In terms of the other “fixes,” right now we’re working through some issues with the Judicial Conference’s Committee on Financial Disclosures. Though we convinced the committee to release the justices’ financial disclosure reports digitally for the first time ever this past spring (another big win), we haven’t received any of the lower federal judges’ reports we requested in May. So we let them know about it, and our sources tell us to expect a response later this week.

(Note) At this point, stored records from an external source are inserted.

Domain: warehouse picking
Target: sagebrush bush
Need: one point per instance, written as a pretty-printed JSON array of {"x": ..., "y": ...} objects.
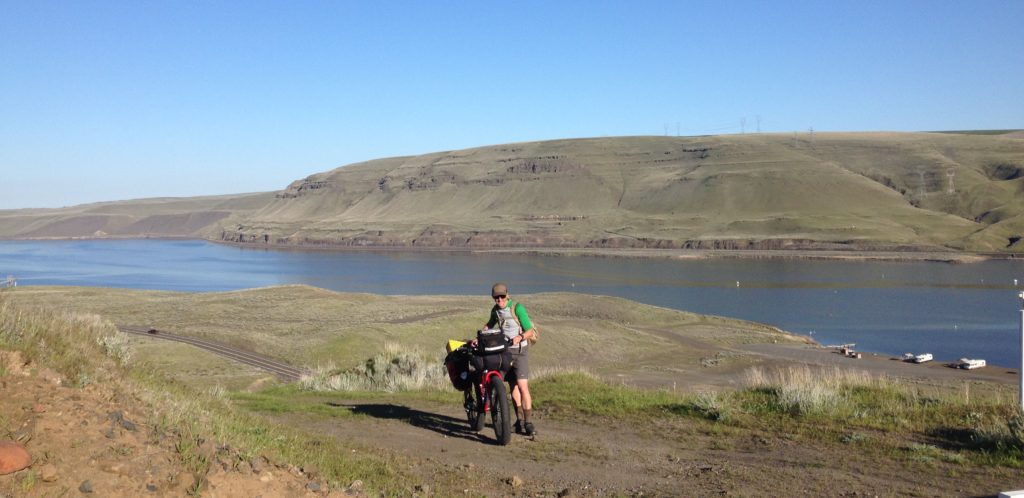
[
  {"x": 1016, "y": 426},
  {"x": 392, "y": 370},
  {"x": 71, "y": 343},
  {"x": 802, "y": 390}
]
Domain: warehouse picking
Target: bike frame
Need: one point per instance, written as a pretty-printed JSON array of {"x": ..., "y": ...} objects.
[{"x": 484, "y": 385}]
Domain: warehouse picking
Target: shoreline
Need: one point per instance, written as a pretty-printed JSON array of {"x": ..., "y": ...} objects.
[
  {"x": 641, "y": 253},
  {"x": 852, "y": 255}
]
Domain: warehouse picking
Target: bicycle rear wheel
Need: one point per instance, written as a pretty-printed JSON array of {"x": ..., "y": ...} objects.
[{"x": 500, "y": 412}]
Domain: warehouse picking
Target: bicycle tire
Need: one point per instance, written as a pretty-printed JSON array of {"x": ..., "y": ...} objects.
[
  {"x": 474, "y": 412},
  {"x": 500, "y": 413}
]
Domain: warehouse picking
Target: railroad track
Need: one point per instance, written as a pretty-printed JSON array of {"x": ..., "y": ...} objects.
[{"x": 284, "y": 371}]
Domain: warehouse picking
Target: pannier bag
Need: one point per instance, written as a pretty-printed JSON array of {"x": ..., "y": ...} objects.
[
  {"x": 492, "y": 351},
  {"x": 457, "y": 364},
  {"x": 491, "y": 341}
]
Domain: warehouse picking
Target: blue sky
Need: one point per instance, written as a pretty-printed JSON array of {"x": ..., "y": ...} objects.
[{"x": 104, "y": 100}]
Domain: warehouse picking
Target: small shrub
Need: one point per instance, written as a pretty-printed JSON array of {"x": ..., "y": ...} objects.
[
  {"x": 803, "y": 390},
  {"x": 1016, "y": 427},
  {"x": 712, "y": 407},
  {"x": 392, "y": 370}
]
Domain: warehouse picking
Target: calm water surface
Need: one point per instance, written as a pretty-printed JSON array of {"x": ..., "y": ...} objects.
[{"x": 951, "y": 310}]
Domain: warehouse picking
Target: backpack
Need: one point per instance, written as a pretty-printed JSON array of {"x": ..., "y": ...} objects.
[
  {"x": 491, "y": 341},
  {"x": 537, "y": 333}
]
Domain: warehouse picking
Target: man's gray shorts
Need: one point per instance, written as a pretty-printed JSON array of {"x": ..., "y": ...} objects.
[{"x": 520, "y": 365}]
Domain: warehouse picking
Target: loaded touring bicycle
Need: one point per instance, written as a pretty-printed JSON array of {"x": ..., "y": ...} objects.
[{"x": 479, "y": 372}]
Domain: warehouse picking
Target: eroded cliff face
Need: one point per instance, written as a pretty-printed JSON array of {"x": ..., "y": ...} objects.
[
  {"x": 748, "y": 192},
  {"x": 833, "y": 191}
]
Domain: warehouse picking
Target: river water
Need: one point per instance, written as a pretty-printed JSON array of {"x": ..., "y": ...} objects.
[{"x": 951, "y": 310}]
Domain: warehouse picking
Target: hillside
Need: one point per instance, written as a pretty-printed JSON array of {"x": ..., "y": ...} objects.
[
  {"x": 825, "y": 191},
  {"x": 868, "y": 192},
  {"x": 135, "y": 218},
  {"x": 742, "y": 410}
]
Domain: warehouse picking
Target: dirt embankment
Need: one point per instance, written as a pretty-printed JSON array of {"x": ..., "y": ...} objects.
[{"x": 95, "y": 441}]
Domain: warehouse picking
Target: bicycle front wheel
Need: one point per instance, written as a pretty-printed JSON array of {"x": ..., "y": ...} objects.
[
  {"x": 474, "y": 411},
  {"x": 500, "y": 412}
]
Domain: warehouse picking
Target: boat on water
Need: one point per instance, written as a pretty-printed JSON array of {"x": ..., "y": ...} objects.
[{"x": 924, "y": 357}]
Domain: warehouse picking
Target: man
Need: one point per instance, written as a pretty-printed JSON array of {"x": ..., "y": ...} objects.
[{"x": 516, "y": 326}]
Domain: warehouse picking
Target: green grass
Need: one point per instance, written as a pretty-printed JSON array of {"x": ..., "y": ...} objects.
[
  {"x": 982, "y": 430},
  {"x": 75, "y": 346}
]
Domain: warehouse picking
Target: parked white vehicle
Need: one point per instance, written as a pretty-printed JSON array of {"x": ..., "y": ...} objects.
[{"x": 969, "y": 364}]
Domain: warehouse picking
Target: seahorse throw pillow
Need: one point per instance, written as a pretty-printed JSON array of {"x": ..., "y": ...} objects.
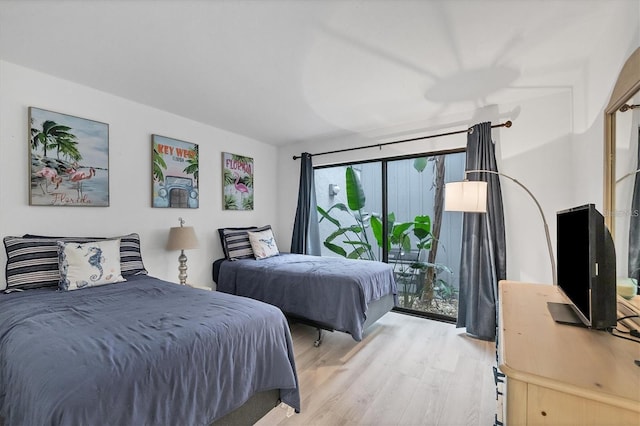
[
  {"x": 89, "y": 264},
  {"x": 263, "y": 244}
]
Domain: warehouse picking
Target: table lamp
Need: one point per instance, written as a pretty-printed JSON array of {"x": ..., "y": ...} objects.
[{"x": 182, "y": 238}]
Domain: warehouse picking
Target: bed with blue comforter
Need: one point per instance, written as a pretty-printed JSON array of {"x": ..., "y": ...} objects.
[
  {"x": 333, "y": 293},
  {"x": 140, "y": 352}
]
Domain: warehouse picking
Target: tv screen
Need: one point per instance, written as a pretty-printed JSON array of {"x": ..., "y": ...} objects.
[{"x": 586, "y": 266}]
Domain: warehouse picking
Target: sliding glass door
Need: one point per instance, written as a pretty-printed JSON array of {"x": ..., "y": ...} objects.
[{"x": 418, "y": 237}]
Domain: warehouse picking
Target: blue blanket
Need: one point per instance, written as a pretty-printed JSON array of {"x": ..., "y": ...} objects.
[
  {"x": 328, "y": 290},
  {"x": 142, "y": 352}
]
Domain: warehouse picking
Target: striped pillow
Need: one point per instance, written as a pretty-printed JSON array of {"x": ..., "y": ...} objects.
[
  {"x": 32, "y": 260},
  {"x": 235, "y": 242}
]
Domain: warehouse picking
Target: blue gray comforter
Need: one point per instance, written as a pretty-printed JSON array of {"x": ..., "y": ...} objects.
[
  {"x": 328, "y": 290},
  {"x": 142, "y": 352}
]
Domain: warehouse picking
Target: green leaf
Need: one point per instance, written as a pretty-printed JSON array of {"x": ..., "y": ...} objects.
[
  {"x": 336, "y": 233},
  {"x": 355, "y": 194},
  {"x": 406, "y": 244},
  {"x": 421, "y": 231},
  {"x": 336, "y": 249},
  {"x": 325, "y": 215},
  {"x": 376, "y": 228},
  {"x": 420, "y": 164},
  {"x": 357, "y": 243},
  {"x": 400, "y": 228},
  {"x": 422, "y": 219},
  {"x": 357, "y": 253}
]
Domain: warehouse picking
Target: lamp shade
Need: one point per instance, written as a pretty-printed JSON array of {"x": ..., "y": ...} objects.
[
  {"x": 466, "y": 196},
  {"x": 182, "y": 238}
]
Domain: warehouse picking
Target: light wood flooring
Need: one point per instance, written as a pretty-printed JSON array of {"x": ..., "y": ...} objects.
[{"x": 406, "y": 371}]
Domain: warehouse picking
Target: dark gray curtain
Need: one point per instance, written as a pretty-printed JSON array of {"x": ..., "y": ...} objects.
[
  {"x": 483, "y": 261},
  {"x": 634, "y": 225},
  {"x": 305, "y": 238}
]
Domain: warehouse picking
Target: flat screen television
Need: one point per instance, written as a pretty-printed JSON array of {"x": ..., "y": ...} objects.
[{"x": 586, "y": 263}]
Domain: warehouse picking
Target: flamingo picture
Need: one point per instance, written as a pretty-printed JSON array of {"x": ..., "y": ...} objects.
[
  {"x": 48, "y": 174},
  {"x": 240, "y": 187},
  {"x": 78, "y": 176}
]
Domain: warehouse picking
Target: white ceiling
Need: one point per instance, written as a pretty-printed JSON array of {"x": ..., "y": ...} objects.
[{"x": 286, "y": 71}]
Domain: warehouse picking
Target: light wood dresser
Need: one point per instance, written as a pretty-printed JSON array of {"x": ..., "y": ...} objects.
[{"x": 560, "y": 374}]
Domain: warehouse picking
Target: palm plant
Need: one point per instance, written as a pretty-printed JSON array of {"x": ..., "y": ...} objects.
[
  {"x": 193, "y": 165},
  {"x": 230, "y": 202},
  {"x": 355, "y": 234},
  {"x": 158, "y": 165},
  {"x": 54, "y": 135}
]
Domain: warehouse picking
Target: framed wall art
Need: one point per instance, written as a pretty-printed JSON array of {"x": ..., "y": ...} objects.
[
  {"x": 175, "y": 173},
  {"x": 69, "y": 160},
  {"x": 237, "y": 182}
]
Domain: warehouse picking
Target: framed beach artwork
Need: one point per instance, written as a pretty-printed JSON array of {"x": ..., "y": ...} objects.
[
  {"x": 175, "y": 173},
  {"x": 69, "y": 160},
  {"x": 237, "y": 182}
]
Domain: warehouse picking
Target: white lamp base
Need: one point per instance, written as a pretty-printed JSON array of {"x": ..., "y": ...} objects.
[{"x": 182, "y": 268}]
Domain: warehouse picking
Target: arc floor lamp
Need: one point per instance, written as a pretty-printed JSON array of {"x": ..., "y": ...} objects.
[{"x": 471, "y": 197}]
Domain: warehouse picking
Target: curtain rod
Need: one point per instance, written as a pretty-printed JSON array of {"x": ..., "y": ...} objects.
[{"x": 506, "y": 124}]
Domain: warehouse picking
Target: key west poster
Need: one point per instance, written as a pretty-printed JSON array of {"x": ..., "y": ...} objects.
[
  {"x": 175, "y": 173},
  {"x": 237, "y": 181},
  {"x": 69, "y": 159}
]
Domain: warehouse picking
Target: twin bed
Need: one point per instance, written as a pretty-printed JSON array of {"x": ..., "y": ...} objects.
[
  {"x": 329, "y": 293},
  {"x": 143, "y": 351},
  {"x": 93, "y": 339}
]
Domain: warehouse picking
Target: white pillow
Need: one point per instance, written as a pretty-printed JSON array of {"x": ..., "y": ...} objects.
[
  {"x": 263, "y": 244},
  {"x": 89, "y": 264}
]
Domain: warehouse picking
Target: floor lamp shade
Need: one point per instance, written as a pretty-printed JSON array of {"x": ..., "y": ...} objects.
[{"x": 466, "y": 196}]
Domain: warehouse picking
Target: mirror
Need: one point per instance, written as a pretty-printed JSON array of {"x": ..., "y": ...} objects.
[{"x": 622, "y": 121}]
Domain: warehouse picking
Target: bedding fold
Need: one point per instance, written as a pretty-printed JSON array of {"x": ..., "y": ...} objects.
[{"x": 143, "y": 352}]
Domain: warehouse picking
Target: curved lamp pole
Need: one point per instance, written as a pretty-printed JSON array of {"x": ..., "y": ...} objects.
[{"x": 477, "y": 199}]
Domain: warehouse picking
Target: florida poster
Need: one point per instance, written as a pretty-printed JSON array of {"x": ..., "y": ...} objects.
[
  {"x": 237, "y": 178},
  {"x": 175, "y": 173},
  {"x": 69, "y": 159}
]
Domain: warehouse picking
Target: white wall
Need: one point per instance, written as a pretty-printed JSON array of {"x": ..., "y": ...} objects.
[
  {"x": 554, "y": 148},
  {"x": 130, "y": 128},
  {"x": 535, "y": 150}
]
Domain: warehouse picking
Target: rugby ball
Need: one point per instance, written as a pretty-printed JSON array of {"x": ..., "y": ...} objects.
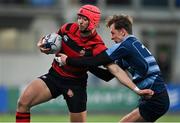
[{"x": 52, "y": 41}]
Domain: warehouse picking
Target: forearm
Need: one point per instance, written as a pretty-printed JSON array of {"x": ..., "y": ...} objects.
[
  {"x": 101, "y": 59},
  {"x": 101, "y": 73},
  {"x": 122, "y": 76}
]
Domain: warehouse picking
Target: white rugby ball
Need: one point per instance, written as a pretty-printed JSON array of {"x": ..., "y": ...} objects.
[{"x": 52, "y": 41}]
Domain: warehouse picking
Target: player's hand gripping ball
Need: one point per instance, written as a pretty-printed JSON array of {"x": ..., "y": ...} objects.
[{"x": 53, "y": 42}]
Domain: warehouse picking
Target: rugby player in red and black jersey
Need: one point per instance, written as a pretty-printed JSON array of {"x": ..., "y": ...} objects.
[{"x": 79, "y": 39}]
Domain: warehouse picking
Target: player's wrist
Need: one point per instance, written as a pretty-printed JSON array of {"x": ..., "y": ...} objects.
[{"x": 136, "y": 89}]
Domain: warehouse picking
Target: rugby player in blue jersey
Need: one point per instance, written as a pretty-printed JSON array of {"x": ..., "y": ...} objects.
[{"x": 132, "y": 56}]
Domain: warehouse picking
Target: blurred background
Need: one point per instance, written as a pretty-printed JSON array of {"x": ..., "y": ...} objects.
[{"x": 24, "y": 22}]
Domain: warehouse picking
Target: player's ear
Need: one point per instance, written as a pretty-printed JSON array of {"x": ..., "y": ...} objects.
[{"x": 123, "y": 32}]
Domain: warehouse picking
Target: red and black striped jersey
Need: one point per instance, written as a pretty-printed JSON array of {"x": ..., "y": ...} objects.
[{"x": 73, "y": 45}]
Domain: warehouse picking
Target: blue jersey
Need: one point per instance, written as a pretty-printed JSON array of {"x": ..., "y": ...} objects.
[{"x": 132, "y": 55}]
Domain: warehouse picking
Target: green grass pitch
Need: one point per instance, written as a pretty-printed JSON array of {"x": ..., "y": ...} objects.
[{"x": 90, "y": 118}]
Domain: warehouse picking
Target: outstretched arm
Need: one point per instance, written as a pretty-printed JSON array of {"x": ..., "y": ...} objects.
[
  {"x": 101, "y": 59},
  {"x": 101, "y": 73},
  {"x": 122, "y": 76}
]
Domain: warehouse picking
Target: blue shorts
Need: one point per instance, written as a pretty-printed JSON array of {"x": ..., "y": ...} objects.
[
  {"x": 153, "y": 108},
  {"x": 59, "y": 86}
]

You may have seen that the newest justice recently spoke at Trump Hotel in D.C. We took a different tact from partisan groups (because we’re nonpartisan) to that event by first asking the Chief Justice, who himself avoids speaking at events in hotels owned by SCOTUS litigants, to establish clearer ethics guidelines for justices’ public appearances and, second, in a USA TODAY op-ed, by calling on the Republican-appointed justices to speak before liberal audiences and vice versa.
Also this month we sued USDOJ over a 2016 FOIA where we asked the U.S. Marshals Service for non-proprietary information about the justices’ security while they travel, the responsibility for which is shared between the marshals and the Supreme Court Police – and of which we know there are often yawning gaps in coverage. We believe the public should be confident the justices are well-protected both inside their building and when they venture out into the world, and we shouldn’t have to wait for a tragedy to ensure that modern security protocols have been implemented.
Finally, the Supreme Court is joining the rest of the federal judiciary and allowing electronic filing for petitions beginning on Nov. 13.
Here we come, the late ’90s!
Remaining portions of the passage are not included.